3. Register for GST (If It Applies)
In Singapore, you’re required to register for GST (Goods and Services Tax) if your business:
- Has a taxable turnover of more than S$1 million in the past 12 months
- Or you expect to exceed that in the next 12 months
Even if you’re below that threshold, you can register voluntarily. Some companies do this to look more established or because they deal mainly with other GST-registered businesses.
Once you’re registered, you’ll need to:
- Charge GST (currently 9%) on your invoices
- File regular GST returns
- Keep clean records of your taxable income and purchases
Getting GST wrong can lead to heavy penalties. It’s not the kind of thing you want to figure out on your own the night before a deadline. If this is new to you, ask your secretarial provider or accountant for help setting it up properly.
4. Sort Out Compliance Basics
There are also quiet tasks you need to keep on top of—things that don’t seem urgent until they’re overdue.
These include:
- Appointing a company secretary (legally required within 6 months of incorporation)
- Issuing share certificates to initial shareholders
- Filing your first annual return
- Maintaining a register of controllers (basically: who really owns the company)
This is where a secretarial services provider is especially useful. These aren’t big, exciting milestones. They’re the small, necessary steps that keep you compliant and off the radar of regulators.
A good provider won’t just react when deadlines come up—they’ll keep your company file clean from day one.
5. Set Up Your Accounting and Payroll
Technically, you don’t have to set up accounting systems immediately. But if you don’t, you’ll regret it later.
Waiting until tax season to figure out your finances is a recipe for stress. Worse, it increases the risk of filing mistakes or missed deductions.
Get a basic accounting system in place now—either software or a bookkeeper. Decide how you’ll track income, expenses, and receipts. If you’re hiring, think about payroll too. CPF, taxes, itemised payslips—it’s all on you.
If your corporate secretarial services team doesn’t do this in-house, they can usually refer someone who does.
6. Don’t Ignore the Paperwork
Once your business starts running, you’ll be busy. Too busy to worry about document trails or small admin tasks.
But corporate compliance is about consistency. It’s not enough to do things—you have to document that you did them. Board decisions. Resolutions. Changes in ownership. Loan agreements.
This stuff matters.
Years later, when you’re applying for a loan, selling the company, or being audited, you’ll wish you had it all tidy and tracked.

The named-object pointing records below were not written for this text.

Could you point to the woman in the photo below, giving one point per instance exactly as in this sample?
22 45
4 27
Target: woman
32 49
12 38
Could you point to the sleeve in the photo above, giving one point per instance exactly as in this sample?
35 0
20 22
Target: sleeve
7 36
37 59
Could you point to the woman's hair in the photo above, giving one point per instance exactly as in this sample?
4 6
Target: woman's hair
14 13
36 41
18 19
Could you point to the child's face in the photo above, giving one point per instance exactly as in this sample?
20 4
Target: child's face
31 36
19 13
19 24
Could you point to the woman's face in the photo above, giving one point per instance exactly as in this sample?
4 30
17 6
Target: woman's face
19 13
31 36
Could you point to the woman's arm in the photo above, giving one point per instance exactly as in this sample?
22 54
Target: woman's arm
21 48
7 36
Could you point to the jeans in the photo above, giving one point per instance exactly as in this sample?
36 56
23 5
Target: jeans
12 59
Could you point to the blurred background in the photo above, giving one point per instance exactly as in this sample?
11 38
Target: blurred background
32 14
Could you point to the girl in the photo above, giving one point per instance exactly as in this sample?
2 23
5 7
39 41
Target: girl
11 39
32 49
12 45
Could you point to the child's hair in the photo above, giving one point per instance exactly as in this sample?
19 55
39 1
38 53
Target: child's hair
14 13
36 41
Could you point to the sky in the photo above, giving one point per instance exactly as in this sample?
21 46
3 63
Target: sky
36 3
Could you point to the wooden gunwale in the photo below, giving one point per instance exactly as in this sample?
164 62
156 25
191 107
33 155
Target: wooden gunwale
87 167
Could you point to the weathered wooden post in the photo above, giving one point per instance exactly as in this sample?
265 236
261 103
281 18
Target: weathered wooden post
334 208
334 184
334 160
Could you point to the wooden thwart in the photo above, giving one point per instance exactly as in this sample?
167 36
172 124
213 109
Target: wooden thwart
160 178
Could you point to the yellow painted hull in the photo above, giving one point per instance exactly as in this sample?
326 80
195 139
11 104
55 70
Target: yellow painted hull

And again, this is exactly what secretarial service providers handle. They’re not just there for incorporation—they’re there for the daily grind after it.
Final Thought: Don’t Go It Alone
Starting a company feels like a sprint. There’s a rush to get it launched, to get customers, to prove the idea. That’s where experienced corporate secretarial services come in. They keep you compliant, alert you to deadlines, and help make sure you’re building on solid ground.
But the stuff that comes after incorporation—the bank accounts, the licenses, the GST returns—sets the tone for whether your business runs smoothly or keeps tripping on red tape.
You don’t need to be an expert in all of it. But you do need people who are. Because it’s hard enough running a business. You shouldn’t have to worry about whether you filed the right form.